More on Full Fluid Diets

Crohn's Disease Diets - Lactose Free Diet:

Lactose is a sugar used in dairy products and is commonly known as "milk sugar." Some people suffering from inflammatory bowel disease or Crohn's disease have experienced less pain, diarrhea, and gas if they restrict lactose in their Crohn's disease diets.

More on Lactose Free Diets and how to deal with lactose intolerance.

Crohn's Disease Diets - Roughage or Fiber Diet:

Grains, fruits, and vegetable are essential ingredients for a healthy and balanced diet. However, some of these foods have a laxative effect. Such an effect is unwanted during a flare-up of Crohn's disease. In addition, these foods may produce excessive gas that will further bother a patient. All Crohn's disease diets should maintain the daily recommended amount of fiber.

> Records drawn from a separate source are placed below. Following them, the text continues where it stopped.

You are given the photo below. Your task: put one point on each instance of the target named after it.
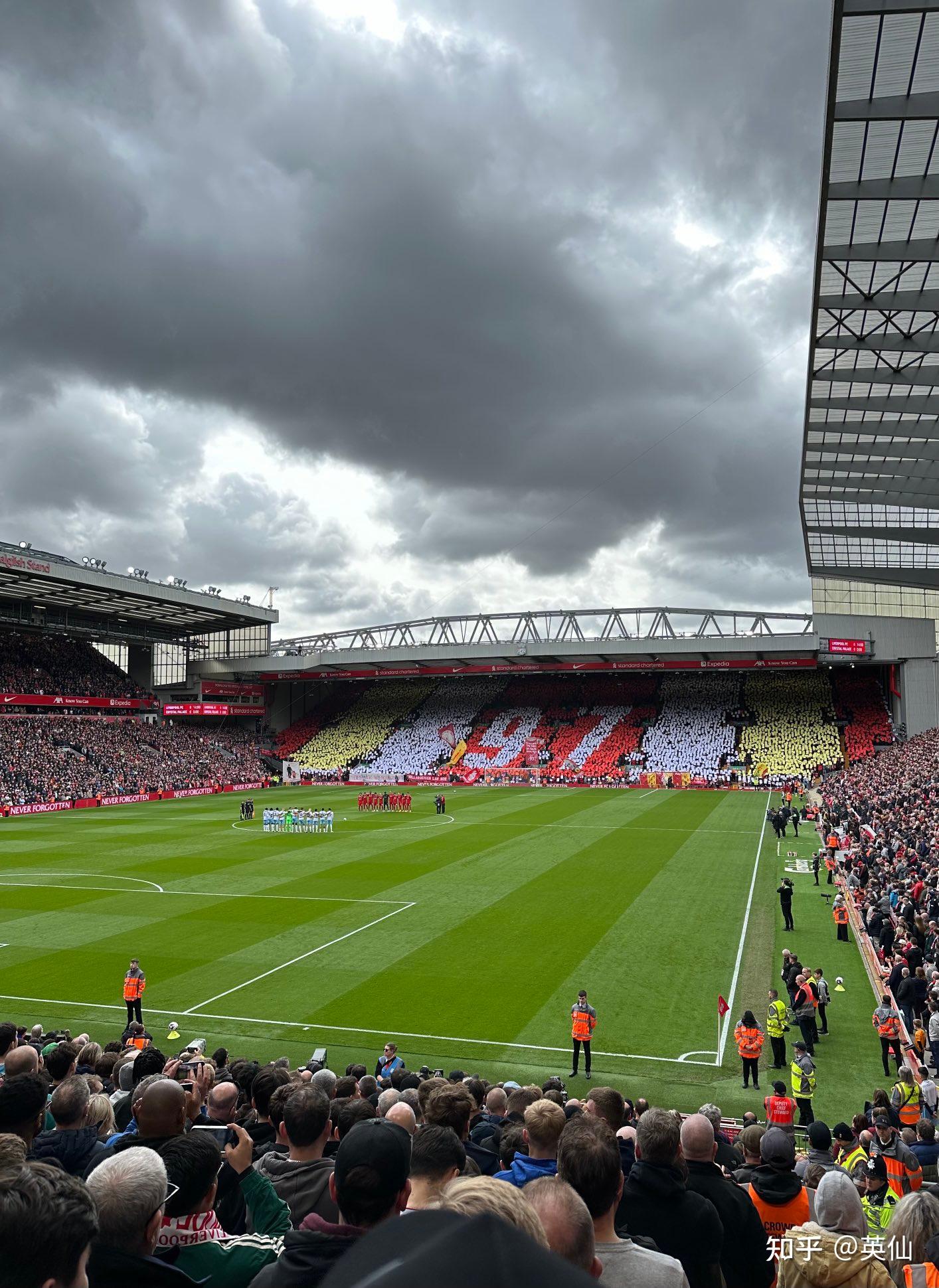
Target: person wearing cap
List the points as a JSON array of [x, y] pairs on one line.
[[803, 1073], [369, 1185], [902, 1165], [906, 1097], [819, 1151], [849, 1153], [134, 985], [748, 1037], [777, 1193], [831, 1249], [840, 918], [582, 1024], [887, 1022], [877, 1201], [388, 1062], [745, 1259], [777, 1028]]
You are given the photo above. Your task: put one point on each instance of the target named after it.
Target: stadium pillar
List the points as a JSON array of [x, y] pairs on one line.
[[141, 665]]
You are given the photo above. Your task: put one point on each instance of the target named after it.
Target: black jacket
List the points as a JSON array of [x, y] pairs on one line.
[[656, 1203], [307, 1259], [744, 1259], [112, 1267], [486, 1161], [78, 1152]]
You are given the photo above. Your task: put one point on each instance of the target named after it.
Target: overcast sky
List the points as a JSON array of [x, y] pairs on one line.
[[360, 298]]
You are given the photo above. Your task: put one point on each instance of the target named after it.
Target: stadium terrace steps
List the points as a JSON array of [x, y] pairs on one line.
[[691, 733], [792, 730], [296, 737], [418, 748], [365, 727]]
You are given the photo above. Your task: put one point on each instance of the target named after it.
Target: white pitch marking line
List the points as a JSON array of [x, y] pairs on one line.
[[344, 1028], [201, 894], [725, 1028], [301, 957], [39, 872], [448, 818]]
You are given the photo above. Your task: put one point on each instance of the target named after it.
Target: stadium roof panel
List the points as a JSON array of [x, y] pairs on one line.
[[870, 490], [41, 588]]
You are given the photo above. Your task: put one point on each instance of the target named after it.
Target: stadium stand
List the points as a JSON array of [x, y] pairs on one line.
[[52, 664], [359, 733], [691, 733], [794, 728], [67, 758], [297, 736], [859, 701], [416, 746]]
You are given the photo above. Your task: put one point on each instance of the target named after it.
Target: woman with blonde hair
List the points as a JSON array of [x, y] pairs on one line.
[[474, 1194], [912, 1225], [102, 1115]]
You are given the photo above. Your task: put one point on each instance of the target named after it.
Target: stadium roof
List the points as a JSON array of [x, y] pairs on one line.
[[870, 493], [43, 589]]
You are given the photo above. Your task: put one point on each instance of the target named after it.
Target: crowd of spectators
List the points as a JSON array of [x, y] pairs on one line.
[[689, 734], [68, 758], [361, 730], [169, 1170], [52, 664], [415, 746], [794, 728], [599, 727]]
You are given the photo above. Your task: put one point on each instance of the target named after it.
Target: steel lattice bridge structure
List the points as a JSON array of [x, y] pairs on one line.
[[540, 627]]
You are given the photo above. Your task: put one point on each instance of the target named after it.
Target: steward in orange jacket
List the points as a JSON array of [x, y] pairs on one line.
[[750, 1037], [134, 985], [582, 1024]]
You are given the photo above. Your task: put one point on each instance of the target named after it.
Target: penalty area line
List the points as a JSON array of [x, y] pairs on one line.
[[386, 1032], [300, 959]]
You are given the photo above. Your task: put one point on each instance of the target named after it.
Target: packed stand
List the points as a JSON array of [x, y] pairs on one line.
[[52, 664], [691, 733], [173, 1168], [415, 746], [859, 701], [359, 733], [294, 738], [68, 758], [794, 726]]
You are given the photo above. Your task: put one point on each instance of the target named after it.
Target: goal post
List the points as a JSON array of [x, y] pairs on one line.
[[514, 777]]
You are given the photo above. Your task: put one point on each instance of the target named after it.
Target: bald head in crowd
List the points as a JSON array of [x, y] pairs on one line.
[[402, 1115], [697, 1139], [567, 1224], [223, 1101], [163, 1111], [21, 1060]]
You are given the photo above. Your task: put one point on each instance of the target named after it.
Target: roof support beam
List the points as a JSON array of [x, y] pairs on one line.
[[922, 250], [895, 107]]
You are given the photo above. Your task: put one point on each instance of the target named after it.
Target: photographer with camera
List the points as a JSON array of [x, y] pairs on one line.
[[785, 893]]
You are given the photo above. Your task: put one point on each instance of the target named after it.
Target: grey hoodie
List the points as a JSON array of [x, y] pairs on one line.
[[303, 1186]]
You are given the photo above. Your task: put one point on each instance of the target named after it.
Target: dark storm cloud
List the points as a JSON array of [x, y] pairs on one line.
[[450, 259]]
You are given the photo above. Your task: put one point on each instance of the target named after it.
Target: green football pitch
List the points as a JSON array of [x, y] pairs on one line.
[[464, 937]]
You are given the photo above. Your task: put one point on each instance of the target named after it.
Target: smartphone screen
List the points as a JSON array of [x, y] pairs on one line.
[[219, 1134]]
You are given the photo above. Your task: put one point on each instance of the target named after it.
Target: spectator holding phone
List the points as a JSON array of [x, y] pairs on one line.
[[201, 1247]]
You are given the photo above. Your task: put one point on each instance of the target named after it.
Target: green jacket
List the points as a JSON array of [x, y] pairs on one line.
[[879, 1208], [776, 1019], [234, 1263]]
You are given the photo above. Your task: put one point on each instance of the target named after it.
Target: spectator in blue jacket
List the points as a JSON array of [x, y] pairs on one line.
[[544, 1125], [389, 1062]]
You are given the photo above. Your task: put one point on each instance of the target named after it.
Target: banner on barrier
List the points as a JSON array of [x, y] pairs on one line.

More on Roughage or Fiber Diets and restrictions on fruits/vegetables.

Crohn's Disease Diets - Total Parenteral Nutrition TPN:

Total parenteral nutrition is a nutritionally complete diet that is given to a patient through a route other than the GI tract. High-energy diets are fed intravenously to the patient. This Crohn's disease diet is meant to allow people with special needs to avoid food, improve, and still receive adequate nutrition.